Supporters of the longer-truck measure said the extended trailers come with similarly longer wheelbases, which would improve stability and performance. They said the longer trailers would not add any more weight to the vehicle, and would reduce the number of trucks needed on the road by allowing shippers to load more lightweight, high-cube goods in each trailer. Adding five feet to each trailer would eliminate 6.6 million truck trips annually, prevent 912 crashes, cut fuel consumption by 204 million gallons annually, and increase fleet productivity by up to 18 percent, supporters said.

The explosive growth of digital commerce over the next 10 years will result in a 40-percent increase in less-than-truckload (LTL) shipments moving in 28-foot twin trailers, backers of the longer-truck language contend. The increase in cubic capacity would be critical, because most orders are lightweight shipments that cube out before they weigh out.

In a statement, the Coalition for Efficient and Responsible Trucking, whose core membership is LTL carriers, said it was "unfortunate and disappointing that political scare tactics won the day over sound policy. In rejecting a modest extension in the length of twin-trailers, Congress missed an opportunity to bring long-overdue efficiencies to freight trucking that would have produced tangible safety, economic, and environmental benefits at a time when so many roads and bridges have fallen into disrepair after years of neglect."
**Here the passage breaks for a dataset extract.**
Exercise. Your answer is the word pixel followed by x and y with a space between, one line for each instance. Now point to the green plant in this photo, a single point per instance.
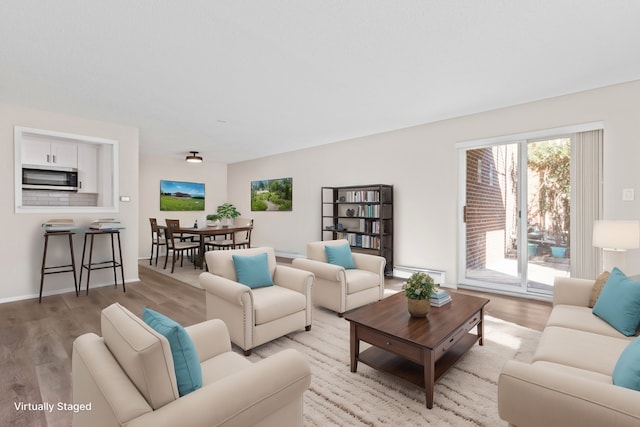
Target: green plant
pixel 227 210
pixel 419 286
The American Trucking Associations (ATA), which mostly represents large fleets, echoed those comments, saying Congress "allowed itself to be cowed by fear-mongering tactics of antitruck lobbyists." ATA, for its part, found itself in a politically uncomfortable positions because it endorsed a provision that 15 of the nation's largest truckload carriers, and key ATA members, had gone on record opposing as potentially unsafe and harming the competitive positions of smaller truckload carriers.